One thing Lepore doesn't really talk about, but which I have heard credited (along with birth control) for the sexual revolution, is the widespread availability of cars, combined with widespread movement of the population from rural to urban and suburban lifestyles. Basically those two changes opened up the social horizons of many people from a few dozen to a few thousand acquaintances, among whom there were many more possible mates, and many more possible ways of supporting oneself.

Lepore does talk a bit (in The Secret History of Wonder Woman) about the role of World War II, when women started working outside the home in "men's jobs" only to find themselves "grounded" to the kitchen when the men came home, to an even greater extent than they had been before the war. This was the environment that led to 'The Feminine Mystique," which is also very much worth reading.

Finally, a little outside the box in terms of thinking about the history of women and sexuality, C.P. Snow's "The Two Cultures" comes to mind. Nominally this is about the academic rivalry between science and literature, but I have always thought that what happened in the 20th century can be pretty well described as "The culture of science won." Snow describes the culture of science as being open to change, unbound to tradition, "technocratic" and meritocratic (as opposed to aristocratic), relentlessly quantitative and practical (but utopian in its vision of the future), unimpressed by ritual and symbolism.

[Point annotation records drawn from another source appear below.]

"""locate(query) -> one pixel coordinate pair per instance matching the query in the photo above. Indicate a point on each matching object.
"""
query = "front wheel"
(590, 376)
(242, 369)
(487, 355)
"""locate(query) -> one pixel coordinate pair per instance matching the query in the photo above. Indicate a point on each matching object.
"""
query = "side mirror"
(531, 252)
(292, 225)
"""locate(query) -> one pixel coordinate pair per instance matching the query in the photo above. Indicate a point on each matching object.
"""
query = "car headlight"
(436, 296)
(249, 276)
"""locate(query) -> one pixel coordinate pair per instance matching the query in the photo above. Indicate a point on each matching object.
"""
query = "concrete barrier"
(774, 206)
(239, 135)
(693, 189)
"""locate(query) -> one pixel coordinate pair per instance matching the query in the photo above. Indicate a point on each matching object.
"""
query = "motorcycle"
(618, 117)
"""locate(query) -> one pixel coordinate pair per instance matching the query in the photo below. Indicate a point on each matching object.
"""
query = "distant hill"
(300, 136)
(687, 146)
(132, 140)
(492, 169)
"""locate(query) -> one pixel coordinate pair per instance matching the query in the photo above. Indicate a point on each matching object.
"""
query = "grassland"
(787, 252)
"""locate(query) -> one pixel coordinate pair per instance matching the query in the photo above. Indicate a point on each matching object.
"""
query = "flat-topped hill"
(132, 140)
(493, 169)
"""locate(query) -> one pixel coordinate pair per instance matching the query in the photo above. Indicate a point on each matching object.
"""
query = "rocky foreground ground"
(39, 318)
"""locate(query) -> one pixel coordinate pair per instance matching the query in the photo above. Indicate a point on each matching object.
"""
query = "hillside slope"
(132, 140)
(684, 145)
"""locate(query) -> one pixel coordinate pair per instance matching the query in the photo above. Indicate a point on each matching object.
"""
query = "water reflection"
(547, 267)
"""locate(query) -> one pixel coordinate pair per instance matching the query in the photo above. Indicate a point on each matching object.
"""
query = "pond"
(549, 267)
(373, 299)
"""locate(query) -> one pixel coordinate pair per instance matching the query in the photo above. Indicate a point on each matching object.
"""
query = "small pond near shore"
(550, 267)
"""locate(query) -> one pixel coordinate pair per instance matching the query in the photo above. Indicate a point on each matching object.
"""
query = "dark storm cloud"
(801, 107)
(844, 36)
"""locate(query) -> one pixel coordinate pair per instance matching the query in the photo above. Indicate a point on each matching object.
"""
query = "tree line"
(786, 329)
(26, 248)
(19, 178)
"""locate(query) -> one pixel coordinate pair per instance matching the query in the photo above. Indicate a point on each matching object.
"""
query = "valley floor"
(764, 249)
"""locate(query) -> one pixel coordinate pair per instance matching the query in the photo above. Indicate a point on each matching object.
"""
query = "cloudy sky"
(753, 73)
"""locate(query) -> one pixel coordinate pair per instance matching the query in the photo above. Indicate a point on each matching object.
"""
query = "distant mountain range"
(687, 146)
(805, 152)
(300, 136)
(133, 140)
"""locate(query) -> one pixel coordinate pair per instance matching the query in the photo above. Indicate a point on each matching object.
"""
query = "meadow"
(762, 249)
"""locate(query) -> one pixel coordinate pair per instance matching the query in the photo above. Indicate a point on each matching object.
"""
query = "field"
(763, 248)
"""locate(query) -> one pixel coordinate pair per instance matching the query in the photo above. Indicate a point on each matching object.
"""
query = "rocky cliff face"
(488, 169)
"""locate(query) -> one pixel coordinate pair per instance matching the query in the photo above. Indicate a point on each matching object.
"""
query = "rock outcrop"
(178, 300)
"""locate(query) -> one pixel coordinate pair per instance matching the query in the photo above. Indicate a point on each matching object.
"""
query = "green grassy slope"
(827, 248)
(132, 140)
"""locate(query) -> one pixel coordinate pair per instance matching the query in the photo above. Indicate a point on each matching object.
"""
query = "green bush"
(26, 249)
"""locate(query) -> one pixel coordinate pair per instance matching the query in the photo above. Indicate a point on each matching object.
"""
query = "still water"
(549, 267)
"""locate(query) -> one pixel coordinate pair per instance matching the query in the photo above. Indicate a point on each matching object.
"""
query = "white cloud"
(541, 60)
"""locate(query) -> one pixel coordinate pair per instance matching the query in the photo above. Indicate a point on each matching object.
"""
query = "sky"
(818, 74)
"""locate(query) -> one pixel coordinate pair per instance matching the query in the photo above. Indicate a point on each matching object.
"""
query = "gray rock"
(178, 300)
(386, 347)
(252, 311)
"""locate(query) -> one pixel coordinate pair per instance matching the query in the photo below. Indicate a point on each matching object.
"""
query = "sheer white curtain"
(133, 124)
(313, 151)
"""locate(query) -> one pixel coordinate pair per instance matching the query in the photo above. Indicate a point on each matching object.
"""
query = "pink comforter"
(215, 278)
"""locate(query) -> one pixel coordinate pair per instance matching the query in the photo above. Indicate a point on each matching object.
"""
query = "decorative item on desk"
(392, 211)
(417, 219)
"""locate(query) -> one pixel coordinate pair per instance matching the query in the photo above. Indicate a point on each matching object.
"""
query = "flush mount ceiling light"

Science led to the development of cars, of industrial farming, of birth control, and the spreading "culture of science" led to the acceptance of these changes, which fundamentally changed the relationship between men and women. Also guns. (A woman with a gun is as deadly as a man.) Also mechanization. (You don't need physical strength to work when all the heavy lifting is done by machines. A woman can operate a computer as well as a man too.)

One of these days I'm going to write my own book about this stuff. :-)
posted by OnceUponATime at 1:24 PM on November 10, 2015


I guess the tl;dr version of my super long comment above, is that it seems clear to me that the reason for increased "permissiveness" in women's dress is that women are no longer seen as valuable and vulnerable property of men, not to be flaunted. Also they can now hold jobs other than "housewife," hence no longer have to get married or stay married if they don't want to.

The more interesting questions are "So why aren't women considered property anymore? Why is it that women can hold jobs now, and couldn't before?"